Port Strike Ends: Bettors Lose
DETROIT — The union representing 45,000 striking U.S. dockworkers at East and Gulf coast ports reached a deal Thursday to suspend a three-day strike until Jan. 15 to provide time to negotiate a new contract.
Only 14% of gamblers betting the port strike market believed a deal would be reached by week's end.
The contract between the ports and about 45,000 members of the International Longshoremen’s Association expired at midnight on Tuesday, and even though progress was reported in talks on Monday, the workers opted to go on strike. The strike affecting 36 ports is the first by the union since 1977.

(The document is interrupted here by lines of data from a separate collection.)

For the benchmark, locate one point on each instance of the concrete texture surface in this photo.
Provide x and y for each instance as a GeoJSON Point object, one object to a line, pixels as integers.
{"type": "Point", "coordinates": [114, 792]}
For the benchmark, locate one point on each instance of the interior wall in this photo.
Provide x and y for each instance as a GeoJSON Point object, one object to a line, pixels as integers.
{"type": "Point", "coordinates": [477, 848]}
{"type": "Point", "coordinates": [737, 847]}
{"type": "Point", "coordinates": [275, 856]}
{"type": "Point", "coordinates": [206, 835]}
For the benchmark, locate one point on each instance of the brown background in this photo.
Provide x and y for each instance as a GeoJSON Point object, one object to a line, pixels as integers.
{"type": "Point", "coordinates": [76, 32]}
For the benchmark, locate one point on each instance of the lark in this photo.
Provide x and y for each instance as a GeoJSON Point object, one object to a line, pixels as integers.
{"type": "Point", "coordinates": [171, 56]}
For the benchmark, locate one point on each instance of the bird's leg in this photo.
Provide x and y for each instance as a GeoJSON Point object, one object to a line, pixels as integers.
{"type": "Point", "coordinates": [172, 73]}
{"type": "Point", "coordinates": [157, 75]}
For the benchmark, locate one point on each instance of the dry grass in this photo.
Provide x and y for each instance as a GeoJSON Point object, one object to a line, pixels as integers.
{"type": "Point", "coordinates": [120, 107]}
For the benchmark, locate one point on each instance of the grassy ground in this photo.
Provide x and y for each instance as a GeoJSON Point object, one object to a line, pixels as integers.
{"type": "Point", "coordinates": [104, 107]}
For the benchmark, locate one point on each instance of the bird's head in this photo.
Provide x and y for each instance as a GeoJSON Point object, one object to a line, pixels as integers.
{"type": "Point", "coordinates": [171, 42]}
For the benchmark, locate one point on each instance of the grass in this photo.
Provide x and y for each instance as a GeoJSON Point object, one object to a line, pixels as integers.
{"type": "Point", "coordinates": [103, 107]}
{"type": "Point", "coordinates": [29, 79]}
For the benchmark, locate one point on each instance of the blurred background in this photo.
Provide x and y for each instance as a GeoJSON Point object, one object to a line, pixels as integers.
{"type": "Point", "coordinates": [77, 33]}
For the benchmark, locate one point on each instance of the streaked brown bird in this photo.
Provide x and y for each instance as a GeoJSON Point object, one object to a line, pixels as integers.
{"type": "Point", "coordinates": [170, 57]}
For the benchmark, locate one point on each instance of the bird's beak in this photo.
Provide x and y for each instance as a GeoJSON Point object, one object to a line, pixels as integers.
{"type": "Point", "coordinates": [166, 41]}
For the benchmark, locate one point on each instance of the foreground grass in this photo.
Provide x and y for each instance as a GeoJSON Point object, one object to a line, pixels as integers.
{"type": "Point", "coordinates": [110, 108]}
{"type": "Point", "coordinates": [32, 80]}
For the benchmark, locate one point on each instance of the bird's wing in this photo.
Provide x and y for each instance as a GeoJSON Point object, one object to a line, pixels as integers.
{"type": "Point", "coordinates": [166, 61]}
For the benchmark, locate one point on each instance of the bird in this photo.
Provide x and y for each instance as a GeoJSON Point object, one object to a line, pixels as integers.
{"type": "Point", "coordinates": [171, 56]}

Workers began picketing at the Port of Philadelphia shortly after midnight Monday, walking in a circle at a rail crossing outside the port and chanting “No work without a fair contract.”
With the strike effectively over, the union, the International Longshoremen’s Association, is to resume working immediately. The temporary end to the strike came after the union and the U.S. Maritime Alliance, which represents ports and shipping companies, reached a tentative agreement on wages, the union and ports said in a joint statement.

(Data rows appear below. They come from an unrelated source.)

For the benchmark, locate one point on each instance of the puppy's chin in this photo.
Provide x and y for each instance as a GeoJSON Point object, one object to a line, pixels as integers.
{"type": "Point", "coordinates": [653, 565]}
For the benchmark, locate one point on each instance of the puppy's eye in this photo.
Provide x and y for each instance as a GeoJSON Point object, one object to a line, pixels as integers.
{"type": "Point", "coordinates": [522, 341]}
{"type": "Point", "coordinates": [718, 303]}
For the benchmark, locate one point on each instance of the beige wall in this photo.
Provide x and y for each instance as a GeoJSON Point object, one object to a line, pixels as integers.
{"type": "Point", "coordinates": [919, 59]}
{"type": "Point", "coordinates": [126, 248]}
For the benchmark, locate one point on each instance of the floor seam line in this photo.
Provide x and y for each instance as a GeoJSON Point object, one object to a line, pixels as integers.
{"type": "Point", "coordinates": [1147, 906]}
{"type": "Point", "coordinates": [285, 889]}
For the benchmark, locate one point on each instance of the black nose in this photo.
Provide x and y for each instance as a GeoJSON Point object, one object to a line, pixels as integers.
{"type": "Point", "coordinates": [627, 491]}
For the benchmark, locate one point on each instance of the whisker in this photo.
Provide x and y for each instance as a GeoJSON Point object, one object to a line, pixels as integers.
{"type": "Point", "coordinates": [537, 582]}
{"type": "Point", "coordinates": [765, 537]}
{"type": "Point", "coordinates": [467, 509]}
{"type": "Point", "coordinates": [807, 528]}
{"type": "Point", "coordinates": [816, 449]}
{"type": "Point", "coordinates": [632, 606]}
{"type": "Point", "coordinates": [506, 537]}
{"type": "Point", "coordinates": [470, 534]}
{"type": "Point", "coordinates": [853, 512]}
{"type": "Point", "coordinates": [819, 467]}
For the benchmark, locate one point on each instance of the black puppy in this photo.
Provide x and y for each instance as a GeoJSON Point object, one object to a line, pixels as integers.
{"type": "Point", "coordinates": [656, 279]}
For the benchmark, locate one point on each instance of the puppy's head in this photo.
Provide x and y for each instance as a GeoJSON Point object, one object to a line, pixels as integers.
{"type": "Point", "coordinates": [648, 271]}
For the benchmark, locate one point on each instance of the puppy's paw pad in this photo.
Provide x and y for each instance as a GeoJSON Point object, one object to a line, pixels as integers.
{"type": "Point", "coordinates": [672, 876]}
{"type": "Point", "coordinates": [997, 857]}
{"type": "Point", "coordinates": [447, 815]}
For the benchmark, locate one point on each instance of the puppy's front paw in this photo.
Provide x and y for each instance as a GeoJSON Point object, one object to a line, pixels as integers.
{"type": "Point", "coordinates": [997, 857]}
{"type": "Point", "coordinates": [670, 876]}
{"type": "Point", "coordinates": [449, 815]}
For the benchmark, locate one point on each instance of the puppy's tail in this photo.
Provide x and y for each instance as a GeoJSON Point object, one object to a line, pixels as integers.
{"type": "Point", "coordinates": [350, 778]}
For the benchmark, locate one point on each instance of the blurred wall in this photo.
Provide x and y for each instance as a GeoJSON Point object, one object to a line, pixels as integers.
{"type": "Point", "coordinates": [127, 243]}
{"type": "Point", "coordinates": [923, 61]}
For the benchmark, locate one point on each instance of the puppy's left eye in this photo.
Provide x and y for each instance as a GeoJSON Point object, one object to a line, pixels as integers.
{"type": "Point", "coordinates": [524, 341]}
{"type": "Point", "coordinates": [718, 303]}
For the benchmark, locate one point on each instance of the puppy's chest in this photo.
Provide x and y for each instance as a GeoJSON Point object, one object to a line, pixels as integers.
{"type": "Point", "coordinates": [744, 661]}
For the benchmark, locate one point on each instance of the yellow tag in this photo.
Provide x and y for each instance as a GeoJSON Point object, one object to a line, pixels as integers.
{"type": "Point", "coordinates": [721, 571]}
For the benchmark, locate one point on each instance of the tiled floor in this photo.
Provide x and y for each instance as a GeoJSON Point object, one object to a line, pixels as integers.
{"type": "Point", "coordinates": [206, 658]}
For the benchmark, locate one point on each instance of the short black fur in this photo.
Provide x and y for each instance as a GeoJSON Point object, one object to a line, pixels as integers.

A person briefed on the agreement said the ports sweetened their wage offer from about 50% over six years to 62%.
The walkout raised the risk of shortages of goods on store shelves if it lasted more than a few weeks. Most retailers, though, had stocked up or shipped items early in anticipation of the dockworkers’ strike.

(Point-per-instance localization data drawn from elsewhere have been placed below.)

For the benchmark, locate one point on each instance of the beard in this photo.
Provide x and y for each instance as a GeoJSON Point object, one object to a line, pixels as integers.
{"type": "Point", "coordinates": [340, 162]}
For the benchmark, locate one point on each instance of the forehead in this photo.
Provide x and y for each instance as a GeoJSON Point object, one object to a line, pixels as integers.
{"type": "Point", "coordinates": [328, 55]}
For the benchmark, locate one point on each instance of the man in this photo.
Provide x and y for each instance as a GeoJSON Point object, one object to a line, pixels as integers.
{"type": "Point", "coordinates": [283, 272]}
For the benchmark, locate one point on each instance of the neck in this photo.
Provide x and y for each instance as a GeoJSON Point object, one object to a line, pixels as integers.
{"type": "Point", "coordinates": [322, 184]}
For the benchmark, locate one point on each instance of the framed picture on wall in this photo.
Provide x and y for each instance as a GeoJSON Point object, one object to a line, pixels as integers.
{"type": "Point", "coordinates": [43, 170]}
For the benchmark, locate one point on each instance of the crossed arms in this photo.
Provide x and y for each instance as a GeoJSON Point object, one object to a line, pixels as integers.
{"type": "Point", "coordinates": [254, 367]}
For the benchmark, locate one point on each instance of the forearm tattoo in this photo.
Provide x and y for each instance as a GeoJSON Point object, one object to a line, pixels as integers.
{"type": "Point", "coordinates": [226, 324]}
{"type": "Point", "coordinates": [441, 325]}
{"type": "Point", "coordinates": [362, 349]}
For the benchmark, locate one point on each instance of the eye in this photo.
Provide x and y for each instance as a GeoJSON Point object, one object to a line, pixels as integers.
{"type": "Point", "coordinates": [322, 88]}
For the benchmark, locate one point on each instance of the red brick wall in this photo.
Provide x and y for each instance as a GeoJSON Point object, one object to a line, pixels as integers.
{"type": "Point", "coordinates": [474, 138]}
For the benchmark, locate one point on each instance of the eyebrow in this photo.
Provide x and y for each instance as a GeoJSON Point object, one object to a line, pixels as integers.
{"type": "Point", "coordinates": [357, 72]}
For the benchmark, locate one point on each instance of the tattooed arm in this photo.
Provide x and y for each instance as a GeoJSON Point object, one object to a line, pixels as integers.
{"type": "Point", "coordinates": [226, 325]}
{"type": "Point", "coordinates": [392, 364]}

“With the grace of God, and the goodwill of neighbors, it’s gonna hold,” President Joe Biden told reporters Thursday night after the agreement.
In a statement later, Biden applauded both sides “for acting patriotically to reopen our ports and ensure the availability of critical supplies for Hurricane Helene recovery and rebuilding.”
Biden said that collective bargaining is “critical to building a stronger economy from the middle out and the bottom up.”